LAS VEGAS -- A woman who says she was sex trafficked in Las Vegas has led authorities to the body of a child in a vacant Illinois home, according to CBS affiliate KLAS.

Officers in Centerville, Illinois -- just outside St. Louis -- were led to the gruesome discovery when the woman went to a Las Vegas women's shelter Monday for help. The woman reportedly told shelter workers that she had escaped after being held captive in her Las Vegas apartment and sex trafficked by her husband for the last two years.

According to CBS affiliate KMOV, the unidentified woman said that she moved with her husband, 34-year-old Jason Quate, and their two teenage daughters from Illinois to Las Vegas about two years ago.

She said her husband had killed their third daughter, 6, during an altercation when the family was still living in Illinois. She directed Illinois authorities to a vacant home where they uncovered the body of a child in a container in a detached garage, KMOV reports.

The remains were wrapped in two blankets, the St. Clair County coroner Calvin Dye Sr.  told KLAS. The body found was so badly decomposed, authorities couldn't immediately determine the gender. Dye said a forensic anthropologist is investigating and a cause of death has yet to be determined.

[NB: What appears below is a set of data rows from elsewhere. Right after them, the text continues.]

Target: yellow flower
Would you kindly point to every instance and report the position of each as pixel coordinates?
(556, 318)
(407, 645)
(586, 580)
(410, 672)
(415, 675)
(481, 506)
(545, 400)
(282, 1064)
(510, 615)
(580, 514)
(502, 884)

A search warrant was served in Las Vegas, and early Tuesday morning, Quate was arrested on sex trafficking charges. Two children in the apartment showed signs of abuse and neglect and were taken into protective custody, KLAS reports. The mother reportedly told investigators Quate had sexually abused their two teen daughters.

"She stated that her husband was extremely abusive and had forced her to go out to solicit herself for prostitution and also was physically abusive to the children. She also gave us some very disturbing details that she wasn't allowed to communicate with the children, she was forced to stay in a bedroom, the children could not speak with her and also the children were never allowed to leave the house," Las Vegas Police Department Lt. Raymond Spencer told KMOV.

Authorities in Las Vegas are coordinating with officials in Illinois on the investigation into the child's death.